Ceasefire/Cure Violence Illinois
Cure Violence/CeaseFire Illinois is based on the view that violence is a disease which can be contained and stopped. Cure Violence is guided by clear understandings that violence is a health issue, that individuals and communities can change for the better, that community partners and strategic partnerships and are the keys to success, and that rigorous, scientific, professional ways of working are essential for effectiveness.
To learn more about Ceasefire’s work, the Interrupters documentary is quite extraordinary.
Because Ceasefire’s goal is to become an organization that incorporates mindfulness into all aspects of its culture as well as the population it serves, we work with Ceasefire in a variety of ways:
- Teaching mindfulness meditation to the CeaseFire Illinois staff and embedding meditation in their culture.
- Teaching mindfulness meditation and peace circles with CeaseFire to the students at Orr Academy High School, located on Chicago’s west side in a high-risk area.
- Continuing to create monthly community events with CeaseFire West staff.
In 2014, we were awarded the Lenz Foundation Grant to offer mindfulness meditation training to all Ceasefire Illinois staff. The training curriculum is being written by two long time Shambhala teachers, Shastri David Stone, and Blessie Selvig. Each Ceasefire hub is being interviewed by Aarti Tejuja, David Stone, and Janet Hasz, to learn how to create the most effective curriculum. This two year training project will begin in Fall 2014 and continue through 2014-15.
Future projects with Ceasefire may include the development and teaching of a “train the trainer” session for CeaseFire trainers so that they can take this to their locations in other countries. We may also have the opportunity to work with Shambhala Centers in other cities where Cure Violence is located to help them replicate the staff meditation training.

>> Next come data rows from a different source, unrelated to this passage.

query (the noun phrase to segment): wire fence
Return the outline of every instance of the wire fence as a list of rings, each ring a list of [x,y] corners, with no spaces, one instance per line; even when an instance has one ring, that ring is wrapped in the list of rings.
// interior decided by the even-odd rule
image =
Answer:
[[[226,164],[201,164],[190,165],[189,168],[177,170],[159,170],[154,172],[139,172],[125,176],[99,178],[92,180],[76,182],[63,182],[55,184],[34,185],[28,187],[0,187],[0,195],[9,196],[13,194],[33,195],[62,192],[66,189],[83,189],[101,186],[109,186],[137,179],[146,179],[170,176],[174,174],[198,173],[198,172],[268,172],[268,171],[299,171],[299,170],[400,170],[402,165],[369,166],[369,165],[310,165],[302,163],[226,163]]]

Thresholds Veterans Project
To date, more than 2.4 million men and women have served in Iraq and Afghanistan. For many, the return home is fraught with challenges:
- 1 in 4 have sought treatment for post-traumatic stress disorder/depression
- 1 in 3 struggles with substance abuse
- 1 in 5 is unemployed
- 18 commit suicide every day
Veterans of past conflicts represent 8% of the U.S. population yet 30% of the homeless population. Illinois is one of seven states with more than 10,000 homeless veterans. Currently, government funding serves only 1 of 10 veterans in need. Whether they served in the Vietnam War, the first Gulf War, or the current wars in Iraq and Afghanistan, thousands of soldiers return from combat with scars both physical and psychological. For many, reintegrating into their communities and their former lives proves impossible. Unable to cope, the tragic outcomes of homelessness, hopelessness, and helplessness are often the result.

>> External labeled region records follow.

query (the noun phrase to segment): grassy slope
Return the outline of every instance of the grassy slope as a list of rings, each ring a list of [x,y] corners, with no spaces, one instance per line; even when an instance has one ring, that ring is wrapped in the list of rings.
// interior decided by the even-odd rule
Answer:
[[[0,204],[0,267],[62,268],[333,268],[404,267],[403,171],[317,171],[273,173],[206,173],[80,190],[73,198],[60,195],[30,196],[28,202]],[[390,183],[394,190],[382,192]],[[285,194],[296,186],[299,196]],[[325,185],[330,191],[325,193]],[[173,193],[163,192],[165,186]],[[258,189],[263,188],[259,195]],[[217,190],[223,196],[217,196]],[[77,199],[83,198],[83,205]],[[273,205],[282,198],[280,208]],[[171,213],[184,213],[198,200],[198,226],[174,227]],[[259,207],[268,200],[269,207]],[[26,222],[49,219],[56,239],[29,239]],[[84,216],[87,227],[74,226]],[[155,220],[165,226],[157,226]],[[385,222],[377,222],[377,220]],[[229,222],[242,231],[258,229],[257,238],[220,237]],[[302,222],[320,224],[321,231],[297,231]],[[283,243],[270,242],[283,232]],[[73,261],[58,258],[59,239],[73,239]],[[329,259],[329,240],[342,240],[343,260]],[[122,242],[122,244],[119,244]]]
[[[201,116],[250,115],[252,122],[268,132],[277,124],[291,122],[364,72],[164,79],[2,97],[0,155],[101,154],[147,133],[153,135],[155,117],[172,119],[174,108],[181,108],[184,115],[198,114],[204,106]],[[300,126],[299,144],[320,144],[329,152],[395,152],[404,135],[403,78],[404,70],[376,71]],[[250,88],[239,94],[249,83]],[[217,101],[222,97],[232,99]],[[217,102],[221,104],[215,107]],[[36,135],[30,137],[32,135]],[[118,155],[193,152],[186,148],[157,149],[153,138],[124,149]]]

In the summer of 2012, Thresholds and Shambhala held a fundraiser to raise funds to bring Mindfulness to Threshold’s current staff. Two Shambhala Instructors, Shastri Marita McLauglin and Claudelle Glasgow, have put together a curriculum to train Threshold’s staff in mindfulness meditation and other practices. This year, the program will be offered to the veterans themselves. For the next 10 months, the veterans will be invited to the West Loop space once a week to learn about mindfulness and to cultivate community. In addition, Shambhala member Dasha Zabelina, who currently studies cognitive neuroscience at Northwestern University, has been conducting neuro-scientific measurements for the project.

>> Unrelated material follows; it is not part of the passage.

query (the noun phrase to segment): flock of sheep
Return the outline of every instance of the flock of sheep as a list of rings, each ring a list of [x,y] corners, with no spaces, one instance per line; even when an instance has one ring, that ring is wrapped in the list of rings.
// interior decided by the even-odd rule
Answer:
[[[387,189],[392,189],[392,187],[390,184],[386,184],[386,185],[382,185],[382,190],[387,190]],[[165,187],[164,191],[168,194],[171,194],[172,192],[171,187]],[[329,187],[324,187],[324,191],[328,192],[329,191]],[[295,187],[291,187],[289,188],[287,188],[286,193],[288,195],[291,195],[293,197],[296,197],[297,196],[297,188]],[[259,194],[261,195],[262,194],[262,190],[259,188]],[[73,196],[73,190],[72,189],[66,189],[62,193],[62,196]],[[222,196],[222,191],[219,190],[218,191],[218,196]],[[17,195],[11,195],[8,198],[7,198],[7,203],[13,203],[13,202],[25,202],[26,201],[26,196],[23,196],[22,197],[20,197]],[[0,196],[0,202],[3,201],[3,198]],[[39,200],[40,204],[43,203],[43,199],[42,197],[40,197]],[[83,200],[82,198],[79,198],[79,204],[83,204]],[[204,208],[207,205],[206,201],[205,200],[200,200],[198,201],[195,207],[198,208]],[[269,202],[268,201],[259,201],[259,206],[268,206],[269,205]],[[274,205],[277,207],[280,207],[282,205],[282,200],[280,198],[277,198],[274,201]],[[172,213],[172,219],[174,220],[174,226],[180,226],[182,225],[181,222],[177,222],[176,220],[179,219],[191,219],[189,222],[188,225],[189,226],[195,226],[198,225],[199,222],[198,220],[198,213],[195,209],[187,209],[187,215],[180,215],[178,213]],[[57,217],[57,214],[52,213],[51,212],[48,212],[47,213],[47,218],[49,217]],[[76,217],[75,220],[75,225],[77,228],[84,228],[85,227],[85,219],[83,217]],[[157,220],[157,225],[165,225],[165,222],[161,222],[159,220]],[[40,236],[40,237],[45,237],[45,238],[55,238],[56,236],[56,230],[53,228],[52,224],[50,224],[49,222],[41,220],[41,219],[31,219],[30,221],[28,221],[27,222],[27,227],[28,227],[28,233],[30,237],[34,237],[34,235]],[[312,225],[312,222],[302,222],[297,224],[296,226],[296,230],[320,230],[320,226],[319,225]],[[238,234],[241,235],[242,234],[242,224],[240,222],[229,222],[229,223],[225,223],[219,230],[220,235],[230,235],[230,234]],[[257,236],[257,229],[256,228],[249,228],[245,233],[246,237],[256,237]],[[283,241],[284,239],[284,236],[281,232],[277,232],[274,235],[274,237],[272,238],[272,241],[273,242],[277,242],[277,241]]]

Rush University Medical Center – Palliative Care
Rush University Medical Center encompasses a 664-bed hospital serving adults and children, including the Johnston R. Bowman Health Center, which provides medical and rehabilitative care to older adults and people with short- and long-term disabilities. The Ada F. Addington Inpatient Hospice Unit is a collaboration between Horizon Hospice and Rush. Hospice care is end-of-life medical, psychological and spiritual care that provides patients with comfort, dignity and compassionate care during their final days. Hospice caregivers provide palliative care, which focuses on controlling pain and other symptoms so a patient can remain as alert and comfortable as possible. Hospice programs also provide services to support a patient’s family.